Slated as Gossip Girl meets One of Us Is Lying, They Wish They Were Us follows the lives of the Long Island elite, through the eyes of Jill Newman. Jill is a member of “The Players,” the top of the social hierarchy at her boarding/prep school. The Players are beautiful, wealthy, and connected, but beneath their golden veneer lies tragedy; one of their members, Shaila, was murdered years ago and it’s beginning to look more and more like the person they all thought was the killer, very well may not have been. Chaos ensues.
I came into this book expecting a murder mystery against the backdrop of the uber wealthy and entitled teenagers of Long Island. And the book turned out to be more about the drama of the uber wealthy teenagers, with a good subplot of murder.
It was a good thing because the characters were interesting. Goodman sets you up to think they are little more than shallow creatures at the start of the novel, but slowly, very slowly, she peels back little layers and makes pointed references that allow the readers to show just how messed up these teens are. And how messed up everything they worked hard for to be in The Player’s was to achieve. (Hazing rituals are abound in order to achieve Top Dog Status, it seems.)
Jill is a decent protagonist.

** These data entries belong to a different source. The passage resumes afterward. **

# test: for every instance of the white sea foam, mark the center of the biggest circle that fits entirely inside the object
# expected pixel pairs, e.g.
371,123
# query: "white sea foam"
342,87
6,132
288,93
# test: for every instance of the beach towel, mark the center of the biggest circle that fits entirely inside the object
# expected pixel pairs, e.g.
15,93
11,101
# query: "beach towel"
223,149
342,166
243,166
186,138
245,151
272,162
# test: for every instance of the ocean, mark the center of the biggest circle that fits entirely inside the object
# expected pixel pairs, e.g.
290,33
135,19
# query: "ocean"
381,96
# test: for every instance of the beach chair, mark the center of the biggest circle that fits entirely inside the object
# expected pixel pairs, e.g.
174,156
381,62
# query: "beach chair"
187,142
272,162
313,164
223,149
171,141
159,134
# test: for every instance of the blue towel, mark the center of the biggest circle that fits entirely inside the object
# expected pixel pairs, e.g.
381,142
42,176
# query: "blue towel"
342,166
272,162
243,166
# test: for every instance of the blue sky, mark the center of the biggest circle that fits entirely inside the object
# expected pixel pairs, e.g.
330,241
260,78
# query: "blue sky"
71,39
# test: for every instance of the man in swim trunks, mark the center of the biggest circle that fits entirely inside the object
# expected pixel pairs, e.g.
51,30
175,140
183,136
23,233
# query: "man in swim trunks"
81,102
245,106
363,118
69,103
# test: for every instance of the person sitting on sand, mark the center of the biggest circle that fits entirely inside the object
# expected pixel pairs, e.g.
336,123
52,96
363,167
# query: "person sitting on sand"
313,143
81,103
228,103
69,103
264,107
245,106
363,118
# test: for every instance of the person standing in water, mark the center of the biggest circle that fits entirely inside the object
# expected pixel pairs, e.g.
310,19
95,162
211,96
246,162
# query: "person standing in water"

She’s smart, even if she does rely on the facade of being a wealthy, bitchy Player a little too heavily to hide her scholarship status. She genuinely misses Shaila, but you do see both the good of her best friend and the bad, through Jill’s eyes.
Wealth, privilege, ambition– it’s all explored her in this novel in the extremes. To be a Player is a lifelong sentence. And that’s something that is played into in depth.
What I am disappointed in, however, is that I came into this book expecting there to be a heavy mystery to solve. And I was let down. The murder plot is very muched pushed to the back to the novel. The twists in the murder plot were well done, but there just wasn’t enough of an emphasis on what really happened the night Shaila died throughout the whole book.
However, this book most certainly lives up to its Gossip Girl predecessor. This book is about the lengths people will go to maintain the status of the adored. And it’s certainly worth a pickup if you’re looking to lose yourself in that lifestyle for a while.